Attention : Montaigne aime les Anciens dans la mesure seulement où ils lui permettent de mieux se connaître. Si l’on définit l’humanisme comme un retour vers les Anciens (un par coeur mécanique), Montaigne n’est pas un humaniste. Mais si l’on définit l’humanisme comme une doctrine qui remet l’homme au centre de son savoir, alors Montaigne est un humaniste. C’est bien pourquoi Montaigne peut critiquer l’adoration des Anciens et continuer à aimer les Belles-Lettres, les humanités. Car l’amour des Anciens est toujours subordonné à la place centrale du moi et de l’homme.
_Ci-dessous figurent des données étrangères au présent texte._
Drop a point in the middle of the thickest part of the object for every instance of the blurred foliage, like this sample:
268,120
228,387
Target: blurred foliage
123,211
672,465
Objectifs : montrer comment l'identité de Montaigne se construit et s'affirme grâce à la lecture des Anciens
I. Le plaisir de l'étude : l'art de lire est un art de vivre
1. La lecture : entre plaisir et déplaisir du corps
> voc de la souffrance physique renvoyant à la notion d'effort. Menace grandissante : se perdre / se rendre malheureux / se lasser : mélancolie menaçante (acédia médiévale, qui est péché mortel!)
> procédé : les sensations (je me casse la tête / ronger les ongles / ma vue se brouille / par secousses…)
>vocabulaire concret (ex : « en payer le prix ») et importance du corps pour bien-être général (humanisme et réhabilitation du corps). La lecture est d'abord une nécessité du corps, une nourriture vitale (l'innutrition)
2. Lire = goûter au plaisir d'être soi
> recherche de plaisir : « tranquillement / distraction / esprit primesautier / gaiement... » : la lecture est du côté de la légèreté, comme le naturel de Montaigne (à saut et à gambade). Il y a adéquation, harmonie entre le plaisir de lire et le plaisir d'être soi.
> écriture du plaisir aussi se lit à travers les verbes qui expriment le désir : « j'aimerais / je ne veux pas / ce que je veux » : lecture du côté du principe de plaisir, un plaisir immédiat, enfantin (opposé au principe de réalité, du côté de la frustration adulte).
> préférence pour un monde subjectif plus riche, plus savoureux (la largeur de mes vues) que le monde objectif (la mesure des choses). Antithèse qui met en avant l'a préférence d'être en accord avec soi plutôt qu'avec le monde...
3. Liberté du lecteur : lire, une formation, non un formatage
> lecture comme formation de l'esprit critique : « je donne librement mon avis sur toutes choses » : il s'agit de donner un point de vue original, personnel. On peut alors noter une évolution des goûts : « ma vieille âme un peu lourde ne se laisse plus volontiers chatouiller par les charmes non seulement de l'Arioste, mais même ceux du brave Ovide » : on est bien dans une formation où le goût s'affine entre un « autrefois » et un « maintenant ».
II. La construction du jugement : la lecture comme Essai
1. Être soi-même grâce aux autres (éloge)
2. Etre soi-même contre les autres (blâme)
3. Etre soi-même = un combat contre ses faiblesses
Conclusion sur le statut des citations chez Montaigne :
- une pratique humaniste : toute langue est nécessairement d'emprunt. La citation est garante d'une sagesse antique qui éclaire notre expérience présente.
- Elle suppose une relation d'infériorité de la part de celui qui emprunte : la citation renvoie à l'argument d'autorité, les Anciens sont pris comme des modèles, des références.
- mais la citation apporte aussi une confirmation de ses propres réflexions : on trouve chez les Anciens ce qui nous conforte, ce qui nous confirme. Cette appropriation des auteurs antiques prend le nom d'innutrition.